On Mon, Aug 15, 2011 at 18:40, Russell N. Nelson - rnnelson
<rnnelson(a)clarkson.edu> wrote:
The problem is that 1) the files are bulky,
That's expected. :-)
2) there are many of them, 3) they are in constant
flux,
That is not really a problem: since there are many of them
statistically they are not in flux.
and 4) it's likely that your connection would
close for whatever reason part-way through the download..
I seem not to forgot to mention zsync/rsync. ;-)
Even taking a snapshot of the filenames is dicey. By
the time you finish, it's likely that there will be new ones, and possible that some
will be deleted. Probably the best way to make this work is to 1) make a snapshot of files
periodically,
Since I've been told they're backed up it naturally should exist.
2) create an API which returns a tarball using the
snapshot of files that also implements Range requests.
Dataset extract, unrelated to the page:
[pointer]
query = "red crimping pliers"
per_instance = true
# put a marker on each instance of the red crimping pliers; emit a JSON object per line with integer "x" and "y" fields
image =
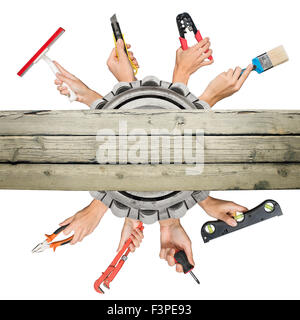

I would very much prefer ready-to-use format instead of a tarball, not
to mention it's pretty resource consuming to create a tarball just for
that.
Of course, this would result in a 12-terabyte file on
the recipient's host. That wouldn't work very well. I'm pretty sure that the
recipient would need an http client which would 1) keep track of the place in the
bytestream and 2) split out files and write them to disk as separate files. It's
possible that a program like getbot already implements this.
I'd make a snapshot without tar especially because partial transfers
aren't possible that way.
--
byte-byte,
grin